London is familiar with disaster. I have already mentioned the Black Death. The Great Plague of 1665 killed 80,000 people, one-sixth of the city’s inhabitants. Although the following year’s Great Fire may have saved lives by burning down unsanitary housing with the rats and fleas which transmitted disease, it uprooted ‘200,000 people of all ranks and stations’. It also destroyed 13,500 houses, as well as public edifices like the Royal Exchange, Custom House, St Paul’s Cathedral, several prisons, the General Letter Office and three city gates. However, historians believe that the flames cleansed London and facilitated rejuvenation through bonding across all barriers.
Those were also the unintended gifts of the Second World War’s devastating blitz when about 30,000 Londoners were killed and another 50,000 injured. When the Luftwaffe bombed Buckingham Palace, Queen Elizabeth, the late Queen-Mother, tellingly commented that she could at last look the East End (which had been savagely damaged) in the face. The coronavirus pandemic has similarly created a sense of kinship. As the crisis hit Britain, people across the country joined remarkable mutual aid efforts at fundraising and frontline work while a mass mobilisation of volunteers supported Britain’s unique National Health Service (NHS).
In the suspended animation of lockdown, everyone has been adjusting to new roles and routines and forging what is called a new ‘partnership of necessity’ between volunteers and the state as in the war years. Some 750,000 NHS volunteers support vulnerable people at home through regular ‘check in and chat’ phone calls, and deliver shopping and medicines. They also man vaccination clinics with cheerful courtesy like the retired accountant and her actuary husband, also retired, who guided us through the formalities when my wife and I received our first jabs.
The India Club is again battling the forces of modernity. More than 26,000 sturdy champions rose to its rescue three years ago to thwart re-development. Can this force be mustered again?
Marcus Rashford, the young black Manchester United footballer, compelled the government to provide free food to needy children. Led by 17-year-old Roni Dragusha, a group of sixth form students is challenging ministers to take positive action to promote education instead of just shutting down schools.
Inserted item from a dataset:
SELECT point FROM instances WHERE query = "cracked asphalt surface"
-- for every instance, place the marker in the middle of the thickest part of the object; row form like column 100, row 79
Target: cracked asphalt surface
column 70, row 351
London’s Mayor Sadiq Khan, a bus driver’s son, speaks highly of the Evening Standard’s campaign to safeguard the deteriorating mental health of the young.
The combination of private effort, massive vaccination campaigns, a less than munificent government rescue package and Rishi Sunak’s modest incentives to private business will slowly bring London back to life one day. I hope the revival will also include a more charming, more comfortable and less eccentric India Club. Krishna Menon may not have founded this particular institution but the landlords and promoters know that the quaint and quirky club is committed to the same Indo-British future. But the club must rise to the challenge by improving its accommodation and facilities.